Pacaran sering dilakukan oleh pasangan yang cenderung homogen, yaitu yang berasal dari suku, ras dan agama yang sama. Seiring dengan perkembangan rasionalitas yang dimiliki oleh setiap individu, kecenderungan orang berpacaran secara homogen sedikit berkurang. Kini konsep pacaran secara homogen telah berubah ke pacaran secara heterogen, orang sudah mau berpacaran lintas suku, ras dan agama. Pacaran beda agama merupakan fenomena yang wajar yang terjadi di dalam percintaan. Namun hingga saat ini masih banyak orang yang beranggapan bahwa pacaran beda agama itu salah.
Pandangan orang yang berpacaran beda agama dengan orang yang berpacaran dengan agama yang sama jelas memiliki kontradiktif antara keduanya. Fenomena itu merupakan suatu hal yang wajar. Karena, setiap individu pasti memiliki makna yang berbeda terhadap lingkungan sekitarnya. Sebagaimana teori interaksionisme simbolik menjelaskan bahwa setiap individu memiliki pemaknaan yang berbeda terhadap setiap gejala yang ia temukan. Setiap individu mempunyai pikiran yang digunakan untuk menentukan apa yang menurutnya benar dan apa yang menurutnya salah. Charles H. Cooley (1902) mengungkapkan bahwa “manusia itu kreatif, punya intens dan tujuan terhadap segala sesuatu yang berada di sekitarnya”[8]. Ke kreatifitasan yang dimiliki oleh setiap individu menghadirkan pemaknaan-pemaknaan yang berbeda terhadap realita yang ada. Oleh karena itu, simbol atau aturan merupakan kesepakatan bersama. Tetapi simbol itu sendiri pakem atau fix, melainkan dapat berubah.
Sebagaimana yang dialami oleh informan M dalam berpacaran dengan pasangannya yang berbeda agama. Menurutnya itu merupakan hal yang tidak dapat diprediksi sebelumnya.

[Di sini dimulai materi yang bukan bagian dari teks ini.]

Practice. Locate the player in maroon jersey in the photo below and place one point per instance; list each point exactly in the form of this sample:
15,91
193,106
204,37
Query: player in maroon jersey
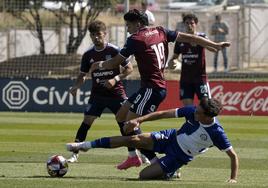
107,90
149,45
193,78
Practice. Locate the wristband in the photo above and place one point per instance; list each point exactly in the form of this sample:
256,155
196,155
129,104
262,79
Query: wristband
101,64
117,78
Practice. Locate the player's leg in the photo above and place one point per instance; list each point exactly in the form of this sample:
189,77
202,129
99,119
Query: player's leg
120,109
187,93
145,101
92,111
215,61
225,59
137,141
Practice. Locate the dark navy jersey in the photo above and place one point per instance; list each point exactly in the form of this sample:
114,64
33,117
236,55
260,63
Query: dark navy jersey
99,76
150,48
195,138
193,68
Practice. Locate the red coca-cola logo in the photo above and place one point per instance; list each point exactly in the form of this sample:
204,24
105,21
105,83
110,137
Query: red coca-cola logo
248,100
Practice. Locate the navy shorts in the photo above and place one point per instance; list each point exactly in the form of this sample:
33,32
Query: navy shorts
147,100
187,90
165,141
96,105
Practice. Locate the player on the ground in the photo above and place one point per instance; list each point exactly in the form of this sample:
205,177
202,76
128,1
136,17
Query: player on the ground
149,45
200,131
107,90
193,77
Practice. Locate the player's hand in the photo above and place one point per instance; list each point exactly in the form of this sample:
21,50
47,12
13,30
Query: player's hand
131,125
95,66
110,83
172,64
73,90
232,181
225,44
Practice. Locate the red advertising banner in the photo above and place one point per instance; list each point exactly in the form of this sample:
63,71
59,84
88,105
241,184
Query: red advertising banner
238,98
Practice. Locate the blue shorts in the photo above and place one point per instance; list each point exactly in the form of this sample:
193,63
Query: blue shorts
165,141
187,90
147,100
96,105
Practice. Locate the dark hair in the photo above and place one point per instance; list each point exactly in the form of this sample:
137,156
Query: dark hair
136,16
190,17
211,107
96,26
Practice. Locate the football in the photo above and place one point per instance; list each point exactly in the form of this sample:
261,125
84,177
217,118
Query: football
57,166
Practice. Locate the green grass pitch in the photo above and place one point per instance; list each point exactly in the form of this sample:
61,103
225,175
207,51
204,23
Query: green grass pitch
28,139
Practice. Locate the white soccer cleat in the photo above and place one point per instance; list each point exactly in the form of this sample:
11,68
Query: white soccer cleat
73,158
144,159
76,146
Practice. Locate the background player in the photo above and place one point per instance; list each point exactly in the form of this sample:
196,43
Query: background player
107,90
193,77
200,131
149,45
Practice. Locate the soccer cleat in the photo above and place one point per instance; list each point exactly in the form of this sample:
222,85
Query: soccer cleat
130,162
174,175
73,158
145,160
76,146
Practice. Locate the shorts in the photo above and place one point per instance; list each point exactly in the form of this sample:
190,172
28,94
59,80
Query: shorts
146,100
96,105
187,90
165,141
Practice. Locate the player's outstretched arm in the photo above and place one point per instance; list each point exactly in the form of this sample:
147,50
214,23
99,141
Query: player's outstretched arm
108,64
190,38
234,165
135,123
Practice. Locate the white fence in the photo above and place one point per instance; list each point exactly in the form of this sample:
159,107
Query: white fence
248,30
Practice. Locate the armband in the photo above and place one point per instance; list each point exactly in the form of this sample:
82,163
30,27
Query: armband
101,64
117,78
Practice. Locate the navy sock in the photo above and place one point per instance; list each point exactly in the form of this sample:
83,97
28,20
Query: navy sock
82,132
121,125
101,143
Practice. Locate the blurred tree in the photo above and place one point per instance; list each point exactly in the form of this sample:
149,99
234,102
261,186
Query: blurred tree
77,14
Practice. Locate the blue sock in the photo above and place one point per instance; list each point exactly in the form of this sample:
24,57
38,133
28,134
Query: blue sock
101,143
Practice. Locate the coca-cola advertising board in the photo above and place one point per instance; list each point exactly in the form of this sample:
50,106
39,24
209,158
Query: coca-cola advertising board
238,98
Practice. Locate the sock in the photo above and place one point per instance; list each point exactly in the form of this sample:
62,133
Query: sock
82,132
131,151
149,154
101,143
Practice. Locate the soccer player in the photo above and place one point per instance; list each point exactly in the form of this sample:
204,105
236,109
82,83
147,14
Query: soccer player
200,131
149,45
193,79
107,90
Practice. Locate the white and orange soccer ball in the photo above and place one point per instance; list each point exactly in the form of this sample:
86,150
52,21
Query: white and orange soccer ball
57,166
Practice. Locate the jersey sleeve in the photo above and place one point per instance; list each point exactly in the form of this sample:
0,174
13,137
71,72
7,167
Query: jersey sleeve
171,35
186,111
177,49
220,140
84,66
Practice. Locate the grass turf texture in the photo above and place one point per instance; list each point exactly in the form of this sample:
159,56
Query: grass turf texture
28,139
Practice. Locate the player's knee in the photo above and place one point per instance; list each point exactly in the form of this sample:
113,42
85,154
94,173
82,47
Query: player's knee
133,140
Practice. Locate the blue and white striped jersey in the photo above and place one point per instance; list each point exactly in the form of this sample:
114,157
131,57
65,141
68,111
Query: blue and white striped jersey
195,138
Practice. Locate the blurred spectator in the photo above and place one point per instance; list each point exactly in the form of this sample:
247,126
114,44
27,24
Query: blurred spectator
150,15
180,25
219,29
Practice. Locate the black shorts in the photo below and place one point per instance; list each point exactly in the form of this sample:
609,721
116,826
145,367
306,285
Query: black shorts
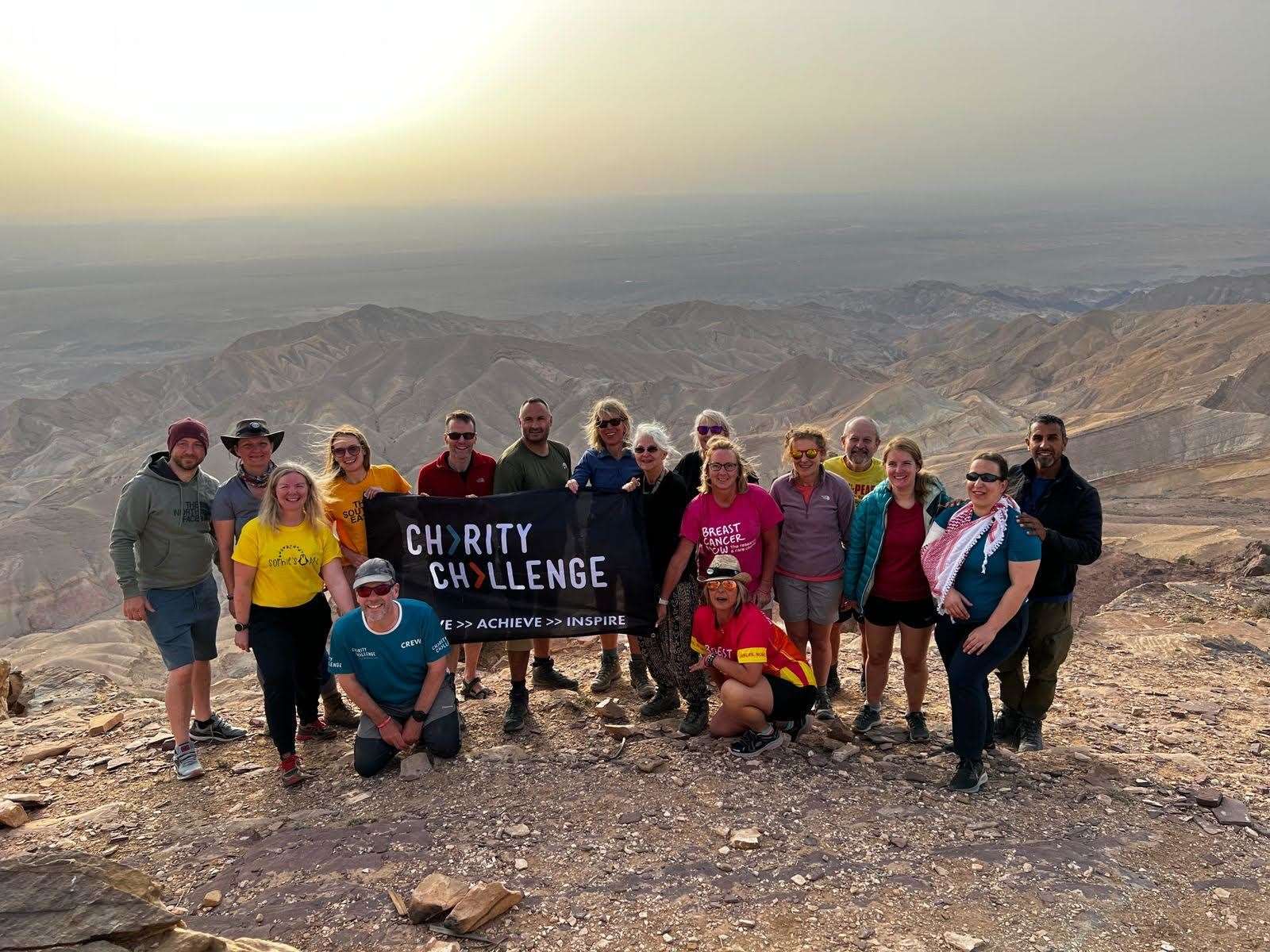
789,700
918,613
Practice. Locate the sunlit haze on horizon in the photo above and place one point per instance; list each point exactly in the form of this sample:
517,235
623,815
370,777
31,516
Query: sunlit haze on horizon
152,109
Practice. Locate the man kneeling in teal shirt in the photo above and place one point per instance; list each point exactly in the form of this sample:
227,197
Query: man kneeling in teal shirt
391,659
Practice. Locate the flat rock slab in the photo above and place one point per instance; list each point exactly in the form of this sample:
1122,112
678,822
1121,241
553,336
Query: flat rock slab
1232,812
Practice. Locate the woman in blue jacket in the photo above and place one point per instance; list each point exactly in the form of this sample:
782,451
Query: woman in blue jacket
884,579
610,463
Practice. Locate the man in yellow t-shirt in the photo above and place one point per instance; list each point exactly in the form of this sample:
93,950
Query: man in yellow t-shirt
863,471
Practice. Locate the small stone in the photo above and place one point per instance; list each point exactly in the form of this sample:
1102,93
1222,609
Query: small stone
12,816
962,942
416,766
105,724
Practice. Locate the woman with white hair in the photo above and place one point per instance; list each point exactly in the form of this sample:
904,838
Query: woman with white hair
668,649
710,423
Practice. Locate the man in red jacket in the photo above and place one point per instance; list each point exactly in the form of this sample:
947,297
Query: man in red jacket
460,471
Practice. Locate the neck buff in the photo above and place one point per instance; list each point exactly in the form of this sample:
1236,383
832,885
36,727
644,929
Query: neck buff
257,480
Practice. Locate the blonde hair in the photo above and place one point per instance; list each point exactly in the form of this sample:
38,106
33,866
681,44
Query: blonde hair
606,408
271,513
806,431
925,479
332,473
652,428
743,466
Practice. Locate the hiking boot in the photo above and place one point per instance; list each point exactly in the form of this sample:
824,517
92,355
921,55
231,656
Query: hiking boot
662,702
918,730
695,721
545,677
638,668
822,708
969,777
518,708
318,730
186,762
1006,727
336,712
292,772
215,730
751,744
832,685
1029,735
867,720
610,672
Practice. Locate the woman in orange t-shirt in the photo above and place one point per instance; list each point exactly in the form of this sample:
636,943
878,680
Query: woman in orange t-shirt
347,480
766,687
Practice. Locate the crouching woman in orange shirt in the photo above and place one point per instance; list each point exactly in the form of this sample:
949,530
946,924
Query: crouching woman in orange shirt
766,689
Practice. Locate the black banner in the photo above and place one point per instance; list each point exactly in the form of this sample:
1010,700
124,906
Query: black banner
524,565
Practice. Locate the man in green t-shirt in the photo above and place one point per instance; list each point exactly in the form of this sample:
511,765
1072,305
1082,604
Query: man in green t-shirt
863,473
533,463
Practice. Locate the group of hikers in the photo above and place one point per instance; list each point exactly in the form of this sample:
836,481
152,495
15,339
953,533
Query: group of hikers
867,539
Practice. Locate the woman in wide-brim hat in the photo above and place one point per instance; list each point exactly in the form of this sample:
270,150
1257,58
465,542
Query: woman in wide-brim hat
766,689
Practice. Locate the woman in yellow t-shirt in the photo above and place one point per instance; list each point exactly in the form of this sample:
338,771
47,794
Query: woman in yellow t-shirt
283,559
347,480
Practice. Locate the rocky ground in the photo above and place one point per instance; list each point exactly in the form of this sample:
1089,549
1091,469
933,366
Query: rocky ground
1099,842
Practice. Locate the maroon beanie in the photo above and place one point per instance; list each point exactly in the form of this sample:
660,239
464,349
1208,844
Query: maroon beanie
190,427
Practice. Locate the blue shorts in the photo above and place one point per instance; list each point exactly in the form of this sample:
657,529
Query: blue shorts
183,622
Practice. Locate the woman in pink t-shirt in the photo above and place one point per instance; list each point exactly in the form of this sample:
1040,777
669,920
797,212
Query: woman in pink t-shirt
729,517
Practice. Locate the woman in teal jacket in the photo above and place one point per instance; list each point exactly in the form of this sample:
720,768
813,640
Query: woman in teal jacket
883,578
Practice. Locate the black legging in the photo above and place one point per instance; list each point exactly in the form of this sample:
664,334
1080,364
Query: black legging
289,645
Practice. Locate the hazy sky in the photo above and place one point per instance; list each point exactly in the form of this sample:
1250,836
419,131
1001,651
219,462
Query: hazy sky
143,108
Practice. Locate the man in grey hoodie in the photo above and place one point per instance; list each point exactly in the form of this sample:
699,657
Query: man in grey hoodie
163,550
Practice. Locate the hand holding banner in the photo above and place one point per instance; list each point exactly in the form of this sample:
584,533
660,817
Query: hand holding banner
524,565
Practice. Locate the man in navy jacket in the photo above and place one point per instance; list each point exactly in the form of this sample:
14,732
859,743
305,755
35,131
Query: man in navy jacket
1066,514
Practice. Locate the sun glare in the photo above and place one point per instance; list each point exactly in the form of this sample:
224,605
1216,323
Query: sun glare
244,71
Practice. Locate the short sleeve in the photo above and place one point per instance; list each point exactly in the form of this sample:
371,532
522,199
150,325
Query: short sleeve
248,549
329,546
395,482
690,526
1020,547
221,508
768,513
341,658
435,643
753,638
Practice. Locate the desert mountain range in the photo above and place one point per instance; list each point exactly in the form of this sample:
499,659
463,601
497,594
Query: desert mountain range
1149,390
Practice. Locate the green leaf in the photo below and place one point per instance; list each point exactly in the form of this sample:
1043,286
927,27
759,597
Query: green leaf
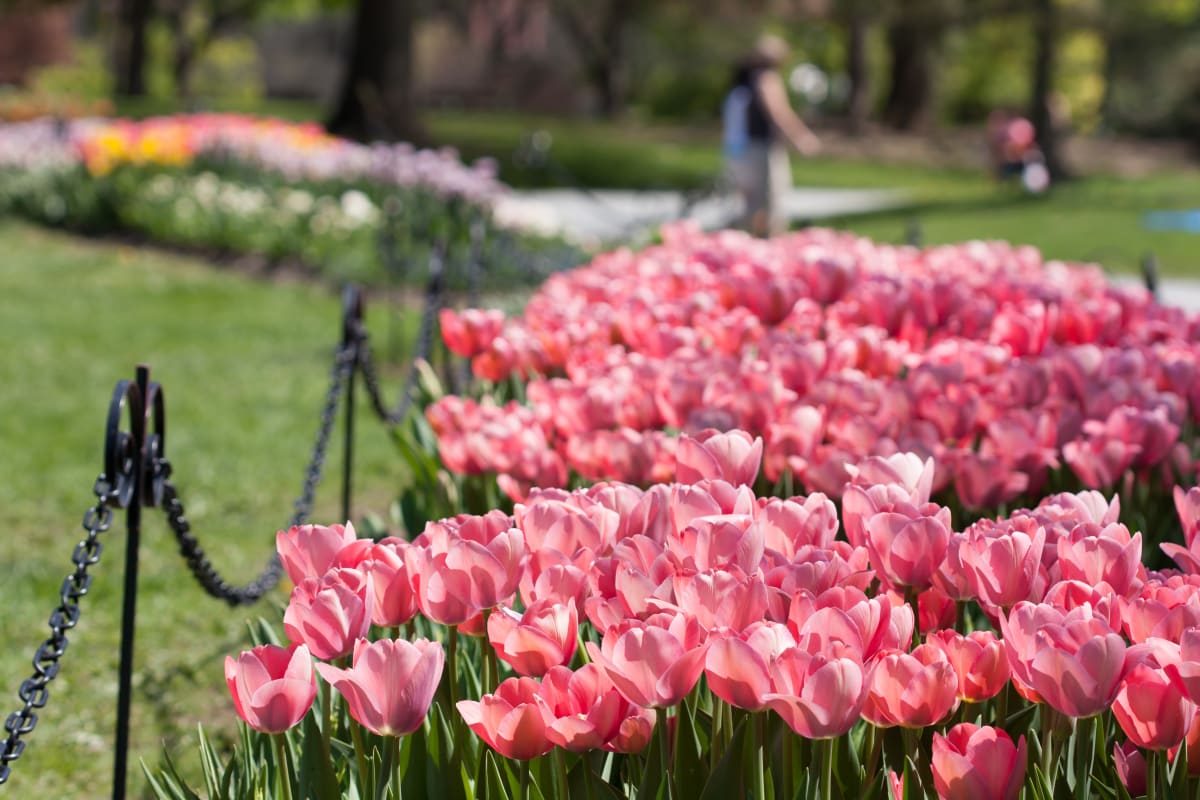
727,780
690,765
315,773
490,785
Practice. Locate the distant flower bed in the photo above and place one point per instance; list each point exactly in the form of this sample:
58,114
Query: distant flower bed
244,185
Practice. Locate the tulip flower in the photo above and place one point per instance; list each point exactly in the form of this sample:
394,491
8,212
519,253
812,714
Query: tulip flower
515,720
331,613
390,685
911,690
978,763
541,637
310,551
273,687
653,663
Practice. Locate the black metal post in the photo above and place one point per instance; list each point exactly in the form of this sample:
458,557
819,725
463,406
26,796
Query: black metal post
129,605
352,336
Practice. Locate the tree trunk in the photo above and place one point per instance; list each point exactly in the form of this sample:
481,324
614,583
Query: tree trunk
1045,52
911,43
858,103
376,100
130,50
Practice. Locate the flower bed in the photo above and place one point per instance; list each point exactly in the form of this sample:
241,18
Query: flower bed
664,615
244,185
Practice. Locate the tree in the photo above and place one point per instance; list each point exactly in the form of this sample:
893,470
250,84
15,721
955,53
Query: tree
376,100
130,47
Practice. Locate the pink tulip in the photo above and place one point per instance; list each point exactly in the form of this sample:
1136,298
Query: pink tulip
731,456
466,569
979,661
310,551
738,665
978,763
1001,564
913,690
1074,660
515,720
1131,765
817,696
532,642
390,571
331,613
653,663
1151,710
907,546
591,714
273,687
390,686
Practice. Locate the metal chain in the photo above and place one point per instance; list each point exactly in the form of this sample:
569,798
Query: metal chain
190,548
435,298
35,690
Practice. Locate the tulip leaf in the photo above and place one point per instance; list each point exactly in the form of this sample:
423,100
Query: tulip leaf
727,780
490,786
315,773
689,761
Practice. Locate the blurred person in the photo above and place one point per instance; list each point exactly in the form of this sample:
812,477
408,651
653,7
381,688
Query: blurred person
1013,151
759,124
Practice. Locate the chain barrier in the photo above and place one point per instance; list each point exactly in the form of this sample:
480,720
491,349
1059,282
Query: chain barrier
35,690
435,299
190,548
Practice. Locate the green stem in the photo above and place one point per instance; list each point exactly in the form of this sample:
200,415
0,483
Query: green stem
915,601
759,774
397,775
360,756
281,744
828,749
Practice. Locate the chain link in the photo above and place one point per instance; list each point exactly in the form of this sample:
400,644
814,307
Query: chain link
435,299
34,691
190,548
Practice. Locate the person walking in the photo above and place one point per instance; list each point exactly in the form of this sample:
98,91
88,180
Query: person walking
759,125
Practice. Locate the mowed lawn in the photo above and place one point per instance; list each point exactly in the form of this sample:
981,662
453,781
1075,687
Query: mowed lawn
1099,217
244,364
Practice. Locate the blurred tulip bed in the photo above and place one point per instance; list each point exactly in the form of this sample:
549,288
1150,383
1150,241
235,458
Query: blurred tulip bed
241,185
803,517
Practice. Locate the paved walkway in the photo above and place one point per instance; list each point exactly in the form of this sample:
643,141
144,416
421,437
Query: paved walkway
617,216
607,216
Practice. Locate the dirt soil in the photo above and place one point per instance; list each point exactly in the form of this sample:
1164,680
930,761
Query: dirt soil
965,148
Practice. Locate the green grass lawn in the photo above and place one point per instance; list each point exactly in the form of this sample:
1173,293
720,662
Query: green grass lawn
244,365
1096,218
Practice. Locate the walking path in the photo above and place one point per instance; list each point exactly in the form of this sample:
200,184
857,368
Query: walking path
617,216
606,216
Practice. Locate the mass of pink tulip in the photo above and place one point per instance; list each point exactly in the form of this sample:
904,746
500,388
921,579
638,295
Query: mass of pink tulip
1005,368
599,615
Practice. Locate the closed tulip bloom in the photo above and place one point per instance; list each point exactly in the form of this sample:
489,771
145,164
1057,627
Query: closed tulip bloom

“nah ini dia. gue sebenernya punya prinsip untuk gak pacaran beda agama, sejujurnya. jadi dari awal gue udah mikir ini kayaknya gak mungkin tapi entah kenapa akhirnya malah jadian. ada saatnya gue kecewa sama diri sendiri udah ngelanggar prinsip, tapi yang jelas gue gak mau ngekhianatin Tuhan gue” (Informan M)

            Hal yang sama juga dirasakan oleh Informan A ketika berpacaran dengan pasangannya yang berbeda agama. Dulunya ia tidak berharap  bakal “lama” menjalin hubungan dengan pasangannya itu.

“nahh emang itu bikin bingung juga sih ya. soalnya jatohnya sama dia ngejalaninnya kayak temen sendiri sih. dulu gue sering banget sakit hati karena dia kan masih terobsesi ama pacarnya yang dulu, mereka sering jalan gitu di belakang gue. gue sih mikirnya yaudalah toh kita beda agama juga, nggak akan lama-lama palingan. tapi ternyata nggak gampang juga ngejalaninnya. kita itu punya perjanjian F, tadinya kita bakal putus kalo kita udah lulus. jadi kita jadian itu semata buat menghabiskan masa-masa SMA, hahaha. nah pas udah lulus, malah satu universitas dan akhirnya tetep bareng..”. (informan A)

            Berbeda halnya dengan yang dirasakan oleh Informan R. Sebelum ia berpacaran dengan pasangannya saat ini, menurutnya ia pernah berpacaran dengan pasangan yang berbeda agama dengannya.

“...Dulu pas sma gue juga pacaran ma orang Katolik juga. Pernah putus karena agama, sempet kapok.Tapi gak tau ya kenapa dapetnya selalu gitu.” (Informan R)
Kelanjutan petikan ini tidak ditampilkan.